Eu especializei-me intensivamente em Adriano há cerca de uma década, numa viagem de carro ao interior. O carro era de um amigo, à semelhança do leitor de cd e dos únicos cd disponíveis. Durante o percurso, devo ter ouvido umas sessenta cantigas do Adriano, quase todas em três ou quatro acordes, guitarra dedilhada e voz solene. Após meros dez minutos, eu já descia o vidro da janela em pleno inverno, esperando que o vento calasse a desgraça e, em vez disso, obtendo uma gripe. A meio do percurso, aí por alturas "Das camas de amor comprado / desata abraços de lodo / rostos corpos destroçados / lava-os com sal e iodo", só a cortesia me impediu de saltar em andamento. No final, visto que há sempre alguém que diz não, tomei duas decisões para a vida: a) não voltar a viajar à boleia; b) não voltar a ouvir o Adriano.

O curioso é que, a julgar pelos textos comemorativos que agora proliferam, também não me parece que os seus próprios admiradores o ouçam com particular prazer. Em artigo no Público, o insuspeito Nuno Pacheco rotula a obra do Adriano de "demasiado simples" e recorda antigas críticas de "pobreza melódica" e "monotonia musical". Então, o Adriano é admirado porquê?

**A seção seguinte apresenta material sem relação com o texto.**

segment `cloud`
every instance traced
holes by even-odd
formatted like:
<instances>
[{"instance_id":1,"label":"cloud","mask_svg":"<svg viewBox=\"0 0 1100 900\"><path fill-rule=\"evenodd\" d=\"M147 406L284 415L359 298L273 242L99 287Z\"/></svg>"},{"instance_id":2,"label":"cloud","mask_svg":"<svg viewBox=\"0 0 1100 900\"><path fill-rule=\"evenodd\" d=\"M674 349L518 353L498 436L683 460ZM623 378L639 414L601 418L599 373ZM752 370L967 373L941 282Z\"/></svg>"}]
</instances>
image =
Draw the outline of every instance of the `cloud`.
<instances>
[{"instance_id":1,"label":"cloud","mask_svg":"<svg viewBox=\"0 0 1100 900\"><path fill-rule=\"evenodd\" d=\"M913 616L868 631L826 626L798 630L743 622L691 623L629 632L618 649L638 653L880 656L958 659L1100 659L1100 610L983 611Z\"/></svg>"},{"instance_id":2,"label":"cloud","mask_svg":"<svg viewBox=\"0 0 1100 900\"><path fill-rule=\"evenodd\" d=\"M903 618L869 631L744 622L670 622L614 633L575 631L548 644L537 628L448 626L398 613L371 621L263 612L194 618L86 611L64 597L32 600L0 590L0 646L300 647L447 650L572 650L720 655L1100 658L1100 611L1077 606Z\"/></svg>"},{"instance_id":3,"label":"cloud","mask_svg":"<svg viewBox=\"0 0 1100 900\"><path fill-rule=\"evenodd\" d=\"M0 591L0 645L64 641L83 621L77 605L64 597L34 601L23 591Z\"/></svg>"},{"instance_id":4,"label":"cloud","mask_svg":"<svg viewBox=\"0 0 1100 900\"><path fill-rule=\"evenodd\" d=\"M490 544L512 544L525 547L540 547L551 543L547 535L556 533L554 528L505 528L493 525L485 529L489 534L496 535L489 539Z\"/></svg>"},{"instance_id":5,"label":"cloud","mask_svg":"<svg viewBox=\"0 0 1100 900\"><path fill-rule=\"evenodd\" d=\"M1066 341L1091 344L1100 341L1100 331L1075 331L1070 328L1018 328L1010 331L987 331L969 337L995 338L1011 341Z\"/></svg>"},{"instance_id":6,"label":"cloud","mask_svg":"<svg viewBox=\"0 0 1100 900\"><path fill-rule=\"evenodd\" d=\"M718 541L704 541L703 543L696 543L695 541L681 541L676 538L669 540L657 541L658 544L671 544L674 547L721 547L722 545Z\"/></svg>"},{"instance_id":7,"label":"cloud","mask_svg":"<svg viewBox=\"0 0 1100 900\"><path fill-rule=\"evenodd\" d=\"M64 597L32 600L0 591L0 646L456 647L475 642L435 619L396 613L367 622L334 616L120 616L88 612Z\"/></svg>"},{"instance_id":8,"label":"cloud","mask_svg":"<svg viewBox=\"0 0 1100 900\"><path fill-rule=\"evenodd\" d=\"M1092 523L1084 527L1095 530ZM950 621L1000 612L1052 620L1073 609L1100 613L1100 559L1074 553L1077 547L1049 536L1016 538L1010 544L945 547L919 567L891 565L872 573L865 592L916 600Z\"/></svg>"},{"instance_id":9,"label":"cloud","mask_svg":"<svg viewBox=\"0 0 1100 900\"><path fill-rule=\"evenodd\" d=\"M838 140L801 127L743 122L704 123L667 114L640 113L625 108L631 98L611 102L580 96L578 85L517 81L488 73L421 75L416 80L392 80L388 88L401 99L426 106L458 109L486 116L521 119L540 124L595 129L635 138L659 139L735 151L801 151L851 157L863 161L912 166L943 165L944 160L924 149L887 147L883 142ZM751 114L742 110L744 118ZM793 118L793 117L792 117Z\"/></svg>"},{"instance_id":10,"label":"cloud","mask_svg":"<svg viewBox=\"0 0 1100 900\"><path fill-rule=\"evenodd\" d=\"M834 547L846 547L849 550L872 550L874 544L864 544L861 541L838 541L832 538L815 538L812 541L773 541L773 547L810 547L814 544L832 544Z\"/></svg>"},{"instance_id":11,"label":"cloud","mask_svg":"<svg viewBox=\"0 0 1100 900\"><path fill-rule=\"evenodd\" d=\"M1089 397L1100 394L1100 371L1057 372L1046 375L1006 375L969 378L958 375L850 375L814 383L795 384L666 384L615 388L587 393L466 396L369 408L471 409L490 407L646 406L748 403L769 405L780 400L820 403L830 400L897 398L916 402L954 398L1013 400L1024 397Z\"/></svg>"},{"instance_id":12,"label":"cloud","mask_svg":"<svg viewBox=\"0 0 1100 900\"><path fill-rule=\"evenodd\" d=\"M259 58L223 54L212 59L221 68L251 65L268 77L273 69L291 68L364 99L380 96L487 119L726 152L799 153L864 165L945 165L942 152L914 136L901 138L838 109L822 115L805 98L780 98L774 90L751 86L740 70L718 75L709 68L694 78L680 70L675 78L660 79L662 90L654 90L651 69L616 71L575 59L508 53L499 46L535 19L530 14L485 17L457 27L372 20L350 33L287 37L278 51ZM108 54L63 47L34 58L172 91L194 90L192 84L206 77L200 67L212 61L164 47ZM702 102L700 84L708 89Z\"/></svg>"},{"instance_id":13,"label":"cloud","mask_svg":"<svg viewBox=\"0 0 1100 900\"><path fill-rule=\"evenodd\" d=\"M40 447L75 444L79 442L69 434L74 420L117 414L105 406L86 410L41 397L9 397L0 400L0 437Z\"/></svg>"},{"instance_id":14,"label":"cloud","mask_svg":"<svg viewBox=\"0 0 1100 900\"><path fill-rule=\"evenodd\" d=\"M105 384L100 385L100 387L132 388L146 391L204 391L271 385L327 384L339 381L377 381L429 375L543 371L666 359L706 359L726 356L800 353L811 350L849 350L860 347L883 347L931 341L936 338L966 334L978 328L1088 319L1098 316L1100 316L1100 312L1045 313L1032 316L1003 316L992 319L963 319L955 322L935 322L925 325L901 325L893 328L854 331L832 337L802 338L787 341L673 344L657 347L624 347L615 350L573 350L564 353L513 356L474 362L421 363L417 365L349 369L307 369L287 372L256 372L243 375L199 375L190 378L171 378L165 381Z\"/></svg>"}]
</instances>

Porque, consta, o Adriano era generoso, revolucionário, corajoso, incómodo, fraterno, frágil, antifascista, solidário e preocupado, um modelo de ética que "semeava amigos", que tinha "grande capacidade de comunicação com o público" e que durante a época do PREC e "de todas as utopias" percorria o país a "consolidar as liberdades" a expensas do PCP. Resumindo, o Adriano era um criador prodigioso porque lutou contra a malvada ditadura do Estado Novo e a favor de uma eventual ditadura comunista, naturalmente benigna.

Num depoimento de 1982, Carlos Paredes juntava às virtudes acima o espírito de sacrifício, traduzido nos "milhares e milhares de quilómetros" percorridos pelo Adriano "em estradas com aspecto de autênticos carreiros." Ainda que Paredes, esse sim, fosse um talento musical raro, a afirmação não me impressiona: eu fiz "com" o Adriano um reles Porto-Bragança em rodovias modernaças e decerto não sofri menos.